ЮРИЙ САВЧЕНКО. СЛОВО О КУРДАКОВЕ

К 80-летию со дня рождения выдающегося поэта Евгения Васильевича Курдакова  

Курдаков являлся фигурой магически притягательной для всех, кто был искренен в своём отношении к творчеству, да и к жизни вообще. Это касается не только именно творческих людей. Его сердечное внимание к любому человеку вытягивало навстречу такие чувства, мысли и слова, которые порою человек этот и не ожидал в себе открыть. Курдаков рождал в нём творческий импульс – простыми вопросами, глубиной, иногда парадоксальными суждениями по любому предмету беседы.

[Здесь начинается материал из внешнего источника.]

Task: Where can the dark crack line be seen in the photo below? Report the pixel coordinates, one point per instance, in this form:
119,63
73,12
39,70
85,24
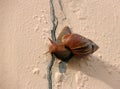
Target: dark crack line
53,30
61,7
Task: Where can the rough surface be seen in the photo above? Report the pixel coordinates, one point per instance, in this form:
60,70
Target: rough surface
24,31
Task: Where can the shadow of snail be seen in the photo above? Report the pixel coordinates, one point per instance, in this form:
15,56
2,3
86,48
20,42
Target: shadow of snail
69,44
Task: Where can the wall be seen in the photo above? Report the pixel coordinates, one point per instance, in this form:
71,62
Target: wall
24,31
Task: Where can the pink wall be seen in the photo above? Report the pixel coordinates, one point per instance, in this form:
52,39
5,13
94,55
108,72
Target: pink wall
24,31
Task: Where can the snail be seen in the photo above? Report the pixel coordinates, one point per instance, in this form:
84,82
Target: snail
70,44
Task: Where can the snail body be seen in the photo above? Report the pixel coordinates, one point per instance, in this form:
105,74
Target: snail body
72,45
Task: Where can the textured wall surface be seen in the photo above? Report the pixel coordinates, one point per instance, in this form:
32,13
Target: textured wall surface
24,31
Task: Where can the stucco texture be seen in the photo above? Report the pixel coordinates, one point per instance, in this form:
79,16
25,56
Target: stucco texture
24,30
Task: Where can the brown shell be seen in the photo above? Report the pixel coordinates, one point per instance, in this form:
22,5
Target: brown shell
69,44
79,45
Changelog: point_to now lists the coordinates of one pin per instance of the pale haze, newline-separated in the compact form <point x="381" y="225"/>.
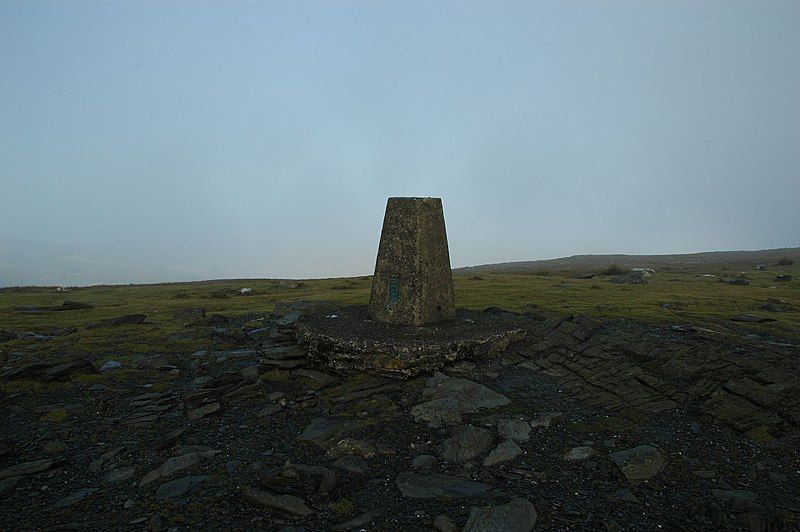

     Но он был и нетерпим внутренне к малейшей фальши, скрытым в людях пружинам психологического «карьеризма», к желаниям пользоваться как своими плодами чужого труда или к склонностям пускать пыль в глаза,

                                Чтоб напустить значительности дымку,

                                Пока ещё безвредно и несмело,

                                Листом бумаги, вправленным в машинку,

                                Наивно выдаваемым за дело.., –

ко всему тому, что человек, понимающий, что такое искренность, всегда может заметить и в себе, как умел это делать и Курдаков, по большей части сдержанный во внешних, публичных оценках,

                                Чтоб в непрошенной правде скупой

                                И своё не узреть пораженье…

     Его очень любила молодёжь – и это понятно: природная чистота помыслов и ещё не обманутая искренность искали в нём своего открывателя, защитника, опору – не только в творчестве, но вообще в жизни, полной соблазнов и несправедливостей. Он был душой, понимающей душой. Именно в этом её всепонимании нужно искать корни расцвета поэтического дара у всех участников курдаковских «посиделок» в Усть-Каменогорске конца 80-х, а не только в преподанных им основах техники истинного отношения к слову, к стихосложению. Это его качество привлекало и студентов Новгородского университета. Он был широк в своей талантливости, одинаково серьёзно и глубоко знал и любил работу флориста, резчика по дереву, учил и этому своих студентов. Вышедшими из-под его резца полотнами,иконами ныне украшены интерьеры университета Ярослава Мудрого.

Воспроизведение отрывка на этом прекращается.